Prior steps in this initiative focused heavily on protocol optimization and network economics, including deploying Catchain 2.0 for sub-second block finality and slashing base transaction fees sixfold. Telegram also became the network’s largest validator by staking millions of tokens through its native messenger infrastructure. Steps five through seven have not yet been detailed.

Rebrand Mechanics and Legal History

The transition operates as a structural rebrand rather than an on-chain token swap. The network will retain the name The Open Network (TON), and the process requires no immediate action from holders, validators, or DeFi protocols. Existing balances will seamlessly transition to the new GRAM ticker once external exchanges and wallets update their interfaces.

Reviving the Gram moniker reintroduces a complex regulatory history.
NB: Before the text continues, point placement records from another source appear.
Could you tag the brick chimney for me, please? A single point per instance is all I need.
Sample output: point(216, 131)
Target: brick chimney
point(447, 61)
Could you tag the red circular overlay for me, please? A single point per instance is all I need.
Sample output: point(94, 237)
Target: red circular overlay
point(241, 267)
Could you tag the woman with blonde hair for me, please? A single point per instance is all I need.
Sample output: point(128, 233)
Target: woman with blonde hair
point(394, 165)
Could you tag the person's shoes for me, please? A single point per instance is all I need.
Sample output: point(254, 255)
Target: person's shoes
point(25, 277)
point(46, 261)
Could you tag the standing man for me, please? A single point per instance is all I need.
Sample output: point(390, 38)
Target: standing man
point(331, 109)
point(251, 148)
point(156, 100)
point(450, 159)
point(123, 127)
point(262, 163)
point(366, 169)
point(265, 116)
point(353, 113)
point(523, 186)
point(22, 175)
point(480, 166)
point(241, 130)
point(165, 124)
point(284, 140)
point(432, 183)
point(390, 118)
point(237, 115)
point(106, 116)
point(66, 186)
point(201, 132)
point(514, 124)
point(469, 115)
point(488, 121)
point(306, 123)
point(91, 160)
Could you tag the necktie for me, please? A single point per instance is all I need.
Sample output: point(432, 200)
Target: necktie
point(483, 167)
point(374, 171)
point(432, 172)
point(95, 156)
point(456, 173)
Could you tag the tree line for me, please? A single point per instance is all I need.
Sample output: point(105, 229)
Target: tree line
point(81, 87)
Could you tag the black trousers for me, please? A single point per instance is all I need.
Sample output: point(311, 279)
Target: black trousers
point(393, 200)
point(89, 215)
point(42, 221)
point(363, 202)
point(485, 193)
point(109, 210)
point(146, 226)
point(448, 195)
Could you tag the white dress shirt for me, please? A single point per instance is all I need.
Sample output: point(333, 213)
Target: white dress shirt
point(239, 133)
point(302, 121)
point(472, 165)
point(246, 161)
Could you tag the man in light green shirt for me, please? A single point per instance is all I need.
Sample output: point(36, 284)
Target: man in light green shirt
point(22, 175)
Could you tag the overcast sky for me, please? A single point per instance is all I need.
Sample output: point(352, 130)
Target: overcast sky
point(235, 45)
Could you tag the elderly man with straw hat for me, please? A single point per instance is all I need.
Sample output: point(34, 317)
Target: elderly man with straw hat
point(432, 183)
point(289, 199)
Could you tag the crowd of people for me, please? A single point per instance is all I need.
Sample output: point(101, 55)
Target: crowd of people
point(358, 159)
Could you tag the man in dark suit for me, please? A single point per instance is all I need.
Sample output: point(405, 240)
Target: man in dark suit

In 2018, Telegram raised $1.7 billion across two private presale rounds for the original Gram token. In October 2019, the SEC halted the launch, declaring the ecosystem’s fundraising model an unregistered securities offering. A June 2020 settlement forced Telegram to pay an $18.5 million civil penalty and return $1.2 billion to investors. Independent developers later revived the open-source codebase, launching it as Toncoin in 2021 to distance the asset from the active litigation.

Market Impact and Regulatory Risks

The digital asset market responded aggressively to the announcement, pushing the token up from its pre-announcement baseline of $1.83. This continuation builds on a broader rally triggered by May’s validator takeover, which drove the asset from $1.30 to a $2.80 peak before stabilizing.

However, the abrupt change presents operational and regulatory friction points. A pure renaming alters neither token issuance schedules nor underlying utility. Furthermore, the announcement lacked official transition documentation, explicit exchange integration schedules, or a companion statement from the TON Foundation. Reintroducing the Gram name could also invite renewed regulatory scrutiny from US authorities, even though the token represents an active legacy asset rather than a fresh capital raise. Interface cutovers are expected to conclude across global trading desks by mid-June.